Estranged

Director: Adam Levins
Writers: Simon Fantauzzo, William Borthwick
Stars: Amy Manson, Craig Conway, James Cosmo

There’s something of a history of British films about aristocratic families stuck in their country piles and descending into insanity while their opportunistic employees look on. The yardstick, of course, was Sir Henry at Rawlinson End, a bonkers comedy written by Vivian Stanshall about the titular eccentric peer and his phantom brother, while in more recent years the standout film of the type has probably been Simon Rumley’s The Living and the Dead, a rather darker affair. Adam Levins’ Estranged follows in this tradition, having many similarities in particular to Andrew Sinclair’s Blueblood, the 1974 film in which butler Oliver Reed takes over the possessions and position of his weak-willed master Derek Jacobi.

Estranged
Estranged

Following a motorcycling accident while travelling in South America, the badly injured January (Amy Manson) returns to her family home – an enormous estate in the middle of nowhere – with her boyfriend Callum (Simon Quarterman). As well as extensive damage to her legs, which requires a lengthy period of rehabilitation, January is also suffering from a convenient type of brain damage which causes memory loss; as a result she is unable to recognize her father (James Comso), siblings (James Lance, Nora-Jane Noone) and mother (Eileen Nicholas), let alone feel any kinship with them. They, in turn, are particularly hostile to Callum, who they blame for the accident and who annoys them further by probing into the circumstances in which January left to go travelling in the first place. It rapidly becomes clear that not everything is as it seems and that her family aren’t just eccentric, they’re dangerous…

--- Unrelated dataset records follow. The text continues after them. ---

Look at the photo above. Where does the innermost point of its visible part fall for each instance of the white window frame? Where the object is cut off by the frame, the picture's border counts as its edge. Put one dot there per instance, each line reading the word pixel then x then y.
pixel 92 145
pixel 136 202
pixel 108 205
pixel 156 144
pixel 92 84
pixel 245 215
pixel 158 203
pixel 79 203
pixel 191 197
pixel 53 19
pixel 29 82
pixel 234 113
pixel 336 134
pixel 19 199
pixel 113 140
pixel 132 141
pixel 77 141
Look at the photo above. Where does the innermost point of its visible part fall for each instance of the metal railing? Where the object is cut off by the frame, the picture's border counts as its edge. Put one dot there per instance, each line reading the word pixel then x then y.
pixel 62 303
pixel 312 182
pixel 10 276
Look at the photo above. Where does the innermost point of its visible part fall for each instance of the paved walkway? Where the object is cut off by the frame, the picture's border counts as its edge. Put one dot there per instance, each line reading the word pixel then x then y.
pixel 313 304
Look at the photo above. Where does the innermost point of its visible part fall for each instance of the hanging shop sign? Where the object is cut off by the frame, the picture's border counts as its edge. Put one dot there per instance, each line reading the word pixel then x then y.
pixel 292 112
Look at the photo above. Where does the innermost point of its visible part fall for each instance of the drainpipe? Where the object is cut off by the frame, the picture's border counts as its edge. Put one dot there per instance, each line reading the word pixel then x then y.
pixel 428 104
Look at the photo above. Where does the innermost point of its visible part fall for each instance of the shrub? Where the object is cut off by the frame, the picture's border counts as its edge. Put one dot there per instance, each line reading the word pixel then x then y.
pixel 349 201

Although heavily reliant on the unlikely and the illogical, Estranged is a rather enjoyable little film, superior to most low budget British horror movies thanks to the winning performances and compact approach. Manson makes for a likable lead whose life goes rapidly down the pan as the running time progresses, Cosmo is his usual lurking presence, while Lance and Noone contribute arch, stylised performances. The characters are peculiar rather than believable and the twist is hardly surprising – or the bits of the twist that make any kind of sense, that is. None of this matters too much because the pace is maintained, the mood well-judged and the story is idiosyncratic enough to maintain the attention, even as the events depicted become increasingly grotesque and graphic. Not at all bad.